Relevant wiki: Euler's Formula

$\begin{aligned} \ln(3+4i) & = \ln \left(5 \color{#3D99F6}{\left(\frac 35 + \frac 45i\right)} \right) & \small \color{#3D99F6}{\text{By Euler's formula}} \\ & = \ln \left(5 \color{#3D99F6}{e^{i \tan^{-1} \frac 43}} \right) \\ & = \ln 5 + i \tan^{-1} \frac 43 \end{aligned}$

$\implies A^2 + B^2 = (\ln 5)^2 + \left(\tan^{-1} \frac 43\right)^2 \approx \boxed{3.45}$

$\ln(3 + 4i) = A + Bi \Longrightarrow e^{\ln(3 + 4i)} = e^{A + Bi} \Longrightarrow 3 + 4i = e^{A}e^{iB} = e^{A}(\cos(B) + i\sin(B))$ .

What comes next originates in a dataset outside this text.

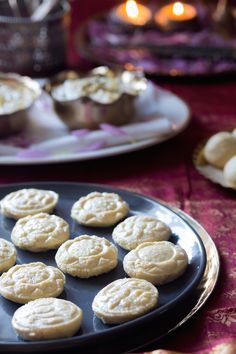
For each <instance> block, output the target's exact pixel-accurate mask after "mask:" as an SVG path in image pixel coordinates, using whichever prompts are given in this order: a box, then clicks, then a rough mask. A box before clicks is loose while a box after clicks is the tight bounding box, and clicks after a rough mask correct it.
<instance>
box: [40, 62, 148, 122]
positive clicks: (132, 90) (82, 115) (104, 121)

Equating respective real and imaginary coefficients gives us that $3 = e^{A}\cos(B)$ and $4 = e^{A}\sin(B)$ , and so

$3^{2} + 4^{2} = e^{2A}(\cos^{2}(B) + \sin^{2}(B)) \Longrightarrow 5^{2} = e^{2A} \Longrightarrow 2\ln(5) = 2A \Longrightarrow A = \ln(5)$ .

Thus $3 = e^{A}\cos(B) = 5\cos(B) \Longrightarrow B = \cos^{-1}\left(\dfrac{3}{5}\right)$ , and so

$A^{2} + B^{2} = (\ln(5))^{2} + \left(\cos^{-1}\left(\dfrac{3}{5}\right)\right)^{2} = \boxed{3.45}$ to 2 decimal places.